Milla Jovovich and a systems engineer built an AI memory system using Claude Code. Within 48 hours of launch, it had 7,000 GitHub stars. Within a week, 40,000.
The numbers alone would make MemPalace notable. But the more interesting story is what it reveals about a fundamental tension in AI memory design: should AI decide what's worth remembering, or should you keep everything and make it searchable?
MemPalace takes the second position to its logical extreme. And the results are forcing a conversation the industry has been avoiding.
The Origin Story
Milla Jovovich — yes, the actress from Resident Evil and The Fifth Element, spent months using AI assistants for business and creative work.
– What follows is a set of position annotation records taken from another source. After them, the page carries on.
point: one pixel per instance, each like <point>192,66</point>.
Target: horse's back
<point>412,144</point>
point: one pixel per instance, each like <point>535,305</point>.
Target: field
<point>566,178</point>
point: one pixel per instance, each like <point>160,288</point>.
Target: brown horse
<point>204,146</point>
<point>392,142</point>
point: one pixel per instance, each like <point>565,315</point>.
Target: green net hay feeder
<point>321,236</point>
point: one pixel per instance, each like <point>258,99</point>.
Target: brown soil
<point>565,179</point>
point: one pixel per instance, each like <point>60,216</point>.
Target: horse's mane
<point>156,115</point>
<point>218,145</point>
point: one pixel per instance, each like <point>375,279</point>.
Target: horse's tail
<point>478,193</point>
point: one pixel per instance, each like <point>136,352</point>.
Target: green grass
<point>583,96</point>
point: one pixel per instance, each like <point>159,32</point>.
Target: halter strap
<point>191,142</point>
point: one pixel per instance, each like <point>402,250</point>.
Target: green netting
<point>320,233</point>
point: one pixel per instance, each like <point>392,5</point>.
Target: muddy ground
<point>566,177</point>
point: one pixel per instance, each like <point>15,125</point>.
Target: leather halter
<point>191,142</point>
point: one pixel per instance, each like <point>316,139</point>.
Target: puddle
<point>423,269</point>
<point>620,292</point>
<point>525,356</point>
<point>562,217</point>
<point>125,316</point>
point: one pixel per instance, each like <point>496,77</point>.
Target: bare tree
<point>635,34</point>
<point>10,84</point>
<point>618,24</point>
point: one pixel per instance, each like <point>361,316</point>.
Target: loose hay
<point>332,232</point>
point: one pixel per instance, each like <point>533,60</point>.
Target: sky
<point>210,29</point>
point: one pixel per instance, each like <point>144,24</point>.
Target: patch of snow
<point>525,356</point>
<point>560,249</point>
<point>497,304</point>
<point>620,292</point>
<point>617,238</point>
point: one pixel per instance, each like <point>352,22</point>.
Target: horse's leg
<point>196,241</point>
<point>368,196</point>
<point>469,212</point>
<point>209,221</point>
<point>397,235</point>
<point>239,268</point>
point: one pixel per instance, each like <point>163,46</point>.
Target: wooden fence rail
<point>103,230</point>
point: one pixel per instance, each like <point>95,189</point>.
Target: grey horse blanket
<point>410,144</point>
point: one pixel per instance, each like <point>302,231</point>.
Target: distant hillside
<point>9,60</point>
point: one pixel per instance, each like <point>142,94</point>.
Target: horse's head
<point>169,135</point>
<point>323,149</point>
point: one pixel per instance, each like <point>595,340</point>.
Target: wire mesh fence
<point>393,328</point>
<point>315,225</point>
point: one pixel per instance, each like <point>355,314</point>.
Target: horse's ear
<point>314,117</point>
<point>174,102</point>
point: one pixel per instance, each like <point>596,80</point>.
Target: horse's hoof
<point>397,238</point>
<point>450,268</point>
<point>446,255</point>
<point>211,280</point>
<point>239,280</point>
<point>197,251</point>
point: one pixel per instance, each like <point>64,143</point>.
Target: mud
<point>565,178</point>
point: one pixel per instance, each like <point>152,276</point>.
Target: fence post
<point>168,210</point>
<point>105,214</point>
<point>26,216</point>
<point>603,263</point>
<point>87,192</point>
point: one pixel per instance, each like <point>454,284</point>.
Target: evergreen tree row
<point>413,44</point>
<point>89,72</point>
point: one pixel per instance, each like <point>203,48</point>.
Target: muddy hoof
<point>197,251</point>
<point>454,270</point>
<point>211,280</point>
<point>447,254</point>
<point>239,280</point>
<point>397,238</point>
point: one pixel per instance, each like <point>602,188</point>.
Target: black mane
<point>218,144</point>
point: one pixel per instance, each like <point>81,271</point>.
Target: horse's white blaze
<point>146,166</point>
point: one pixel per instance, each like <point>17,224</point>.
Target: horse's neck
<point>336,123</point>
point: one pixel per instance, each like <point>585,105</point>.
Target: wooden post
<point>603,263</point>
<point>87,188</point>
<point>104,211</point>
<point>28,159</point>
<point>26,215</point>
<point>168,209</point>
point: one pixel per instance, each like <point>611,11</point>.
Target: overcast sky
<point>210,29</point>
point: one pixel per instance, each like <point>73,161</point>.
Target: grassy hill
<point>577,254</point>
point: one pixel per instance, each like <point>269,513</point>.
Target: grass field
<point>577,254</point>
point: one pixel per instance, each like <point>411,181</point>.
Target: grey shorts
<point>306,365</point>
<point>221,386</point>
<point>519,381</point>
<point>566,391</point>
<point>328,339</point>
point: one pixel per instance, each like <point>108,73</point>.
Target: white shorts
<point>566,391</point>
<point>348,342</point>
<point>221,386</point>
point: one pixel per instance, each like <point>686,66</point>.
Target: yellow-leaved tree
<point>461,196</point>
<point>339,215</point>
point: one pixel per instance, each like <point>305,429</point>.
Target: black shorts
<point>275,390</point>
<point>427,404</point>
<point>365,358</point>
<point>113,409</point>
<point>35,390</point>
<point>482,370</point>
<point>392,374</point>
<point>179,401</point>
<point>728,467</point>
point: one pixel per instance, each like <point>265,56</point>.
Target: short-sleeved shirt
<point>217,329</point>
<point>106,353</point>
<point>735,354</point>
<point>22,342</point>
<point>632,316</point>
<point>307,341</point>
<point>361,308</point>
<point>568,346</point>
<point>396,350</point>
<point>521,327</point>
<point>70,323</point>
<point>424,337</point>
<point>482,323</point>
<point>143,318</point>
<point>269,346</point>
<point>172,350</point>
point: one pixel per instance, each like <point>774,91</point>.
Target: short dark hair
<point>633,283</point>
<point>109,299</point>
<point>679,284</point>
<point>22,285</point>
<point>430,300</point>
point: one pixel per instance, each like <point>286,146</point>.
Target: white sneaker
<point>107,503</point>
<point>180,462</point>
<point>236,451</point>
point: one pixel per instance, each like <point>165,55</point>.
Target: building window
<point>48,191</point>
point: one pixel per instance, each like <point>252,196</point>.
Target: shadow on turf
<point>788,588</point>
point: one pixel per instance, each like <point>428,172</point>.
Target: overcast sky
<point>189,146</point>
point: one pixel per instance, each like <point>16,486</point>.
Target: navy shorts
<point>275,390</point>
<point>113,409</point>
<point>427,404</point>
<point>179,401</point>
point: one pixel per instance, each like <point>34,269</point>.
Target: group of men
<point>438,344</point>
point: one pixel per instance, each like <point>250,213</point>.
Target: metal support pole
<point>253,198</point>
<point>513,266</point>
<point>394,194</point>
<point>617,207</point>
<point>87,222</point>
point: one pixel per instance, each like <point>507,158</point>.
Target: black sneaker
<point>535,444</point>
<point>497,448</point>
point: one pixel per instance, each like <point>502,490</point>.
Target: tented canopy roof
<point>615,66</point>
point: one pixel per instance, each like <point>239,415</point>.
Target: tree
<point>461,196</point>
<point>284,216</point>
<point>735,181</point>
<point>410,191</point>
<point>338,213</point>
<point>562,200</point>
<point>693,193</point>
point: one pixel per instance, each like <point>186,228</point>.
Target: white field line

She accumulated thousands of conversations. Each one started from scratch.
She tried existing memory solutions. Mem0, Zep, the usual suspects. They all had the same design philosophy: use AI to extract what seems important, discard the rest.
This frustrated her. The AI kept deciding that details were irrelevant. But relevance changes. Something that seems like noise today might be exactly what you need six months from now. A passing mention of a restaurant becomes critical when you're planning a meeting in that city. A casual preference becomes the key to a gift idea.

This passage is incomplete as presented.